An advisory commission is recommending that the U.S. government weigh risks to privacy and threats of bias from using tools like facial recognition for national security.
Set to be finalized in March, the recommendations from the National Security Commission on Artificial Intelligence urge intelligence agencies, the Department of Homeland Security, and the Federal Bureau of Investigation to review and mitigate such effects.
The recommendations call for the government to assess how AI is used in the national security context and the potential impact on privacy and civil rights, in order to ease public concerns over potential misuses of the technology.
The commission, led by former Google chairman Eric Schmidt, is advising Congress and the executive branch on using AI for national security purposes. Its work emphasizes the growing importance of AI, with a call to double annual spending on research and development to reach $32 billion a year by 2026.
Assessing Impacts
Alongside advances in technology, the recommendations signal a shift from AI principles to more procedural mechanisms, like impact assessments.
Impact assessments for AI could help get at the issue of bias in automated decision-making, which hasn’t traditionally been part of privacy law.
“Having a commission at this level focus on that problem is important,” said Justin Antonipillai, founder and chief executive of WireWheel, a firm that specializes in data privacy compliance. Antonipillai previously led international negotiations on data privacy and security during the Obama administration.
Federal agencies already conduct privacy impact assessments that are similar to those required of companies that must comply with European Union data protection rules. The assessments include looking at what kind of personal data is involved, what the data is used for, and how it’s protected.
Such assessments are often seen as box-checking exercises, according to Eric Horvitz, a commission member and chief scientific officer at Microsoft Corp.
“AI technologies that go from data to models to deployment require a new kind of impact assessment when it comes to privacy and civil liberties,” Horvitz said.
‘Black Box’
The commission acknowledges concerns that have been raised over a lack of transparency into AI’s use and impacts, which could affect public and political backing for the technology.
One challenge to convincing the public to trust AI is that its use isn’t always disclosed, according to John Davisson, senior counsel at the nonprofit Electronic Privacy Information Center.
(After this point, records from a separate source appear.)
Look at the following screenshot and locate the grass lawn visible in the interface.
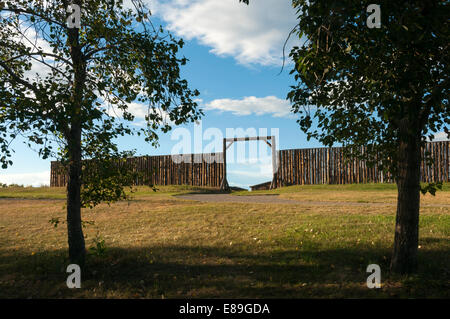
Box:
[0,184,450,298]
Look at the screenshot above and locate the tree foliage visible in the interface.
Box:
[288,0,450,177]
[288,0,450,273]
[0,0,202,266]
[0,0,201,198]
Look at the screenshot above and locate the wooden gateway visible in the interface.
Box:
[220,135,278,191]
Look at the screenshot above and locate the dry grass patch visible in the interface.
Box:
[0,188,450,298]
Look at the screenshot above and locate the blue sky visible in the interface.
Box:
[0,0,448,187]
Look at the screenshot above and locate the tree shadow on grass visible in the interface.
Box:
[0,245,449,298]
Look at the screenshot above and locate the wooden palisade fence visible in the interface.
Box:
[50,141,450,187]
[50,153,224,187]
[276,141,450,186]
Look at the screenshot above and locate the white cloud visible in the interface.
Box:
[0,171,50,187]
[205,96,291,117]
[153,0,299,65]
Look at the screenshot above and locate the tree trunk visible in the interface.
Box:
[67,126,86,267]
[66,20,86,267]
[391,124,421,274]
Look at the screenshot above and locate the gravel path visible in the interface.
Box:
[176,194,396,206]
[175,194,450,207]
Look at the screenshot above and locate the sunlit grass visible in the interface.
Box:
[0,186,450,298]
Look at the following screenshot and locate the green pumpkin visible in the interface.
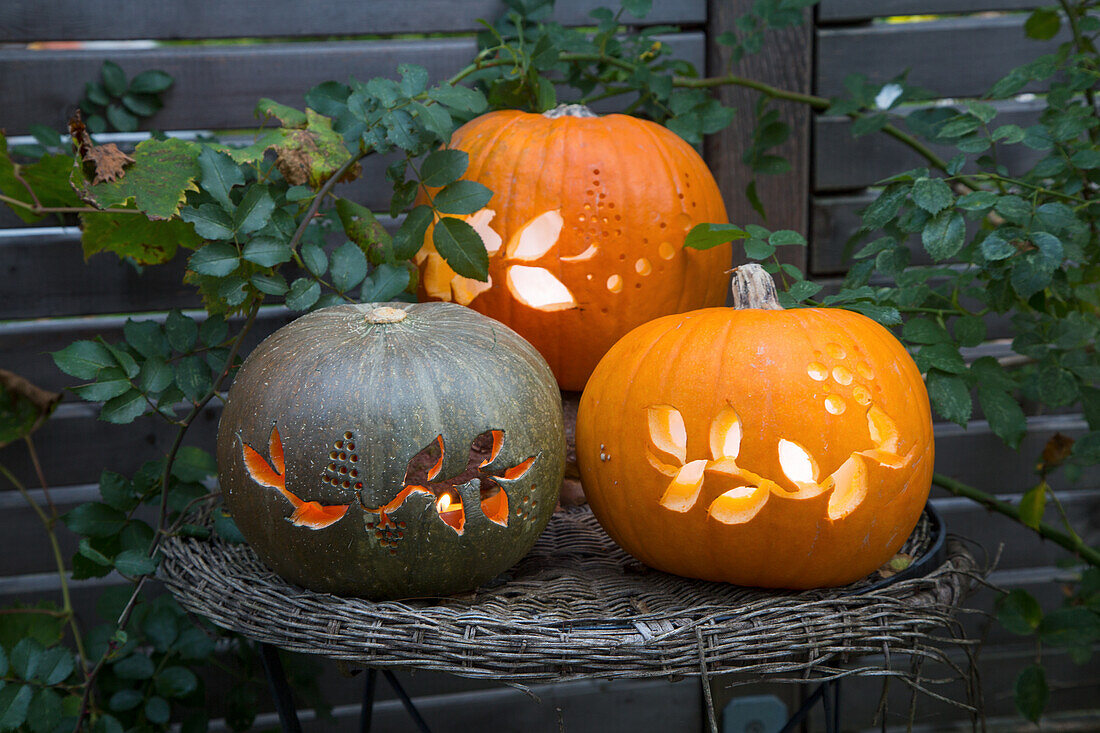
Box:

So publishing AI impact assessments could be a good “first step,” he said.
“That makes the argument for transparency,” Davisson said.
DHS and the FBI should review whether people are given enough notice that AI is used in decision-making and whether AI systems can be audited to trace how they arrived at a decision, if it’s contested, according to the commission’s report. Such audits would seek to get at a so-called “black box” problem with AI, because it can be hard to tell how the technology makes decisions.
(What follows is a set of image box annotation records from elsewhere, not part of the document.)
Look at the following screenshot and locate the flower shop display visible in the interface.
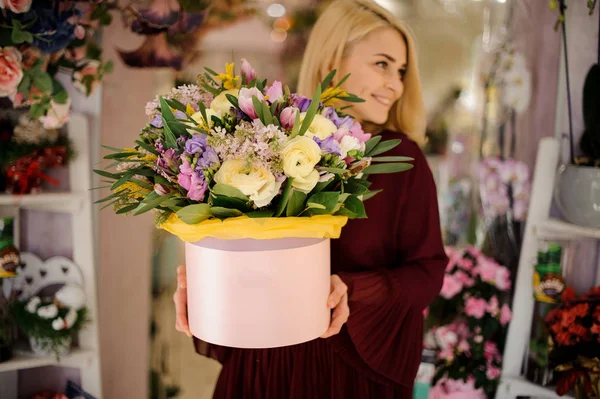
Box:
[552,0,600,228]
[425,247,512,398]
[96,60,412,347]
[524,243,565,385]
[0,217,19,363]
[478,158,531,292]
[0,110,73,194]
[11,284,87,359]
[546,287,600,399]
These recommendations are part of a proposed system of redress for people impacted by AI errors, whether they are denied a visa or placed on a no-fly list, for example. Concerns have been raised about AI such as facial recognition being used to press criminal charges and potentially lead to an improper arrest.
The commission is urging the U.S. attorney general to issue guidance on AI and due process under the law, so that people have the right to challenge a decision made against them.
Civil Rights
The commission’s report also calls for a task force focused on the privacy and civil liberties implications of AI to review current policy and pinpoint any “legal gaps” for existing and emerging technologies.
“There’s this tension, as in almost any technological development, between concerns about the misuse of technology and people that are saying we’re behind,” said Tom Stefanick, a visiting fellow in the foreign policy program at the Brookings Institution.
The commission is seeking a larger role for the Privacy and Civil Liberties Oversight Board, which is tasked with making sure the federal government’s efforts to prevent terrorism are balanced with the need to protect privacy and civil liberties.
“Looking at the civil rights implications of AI is important,” said James Lewis, a former government official who’s now a senior vice president and director of a technology program at the Center for Strategic and International Studies. “That’s going to condition some of the political acceptance of how comfortable people feel using this technology.”
The board should be given more visibility and technical insight into AI systems such as surveillance used for intelligence purposes and facial recognition used in security for air travel, according to the recommendations.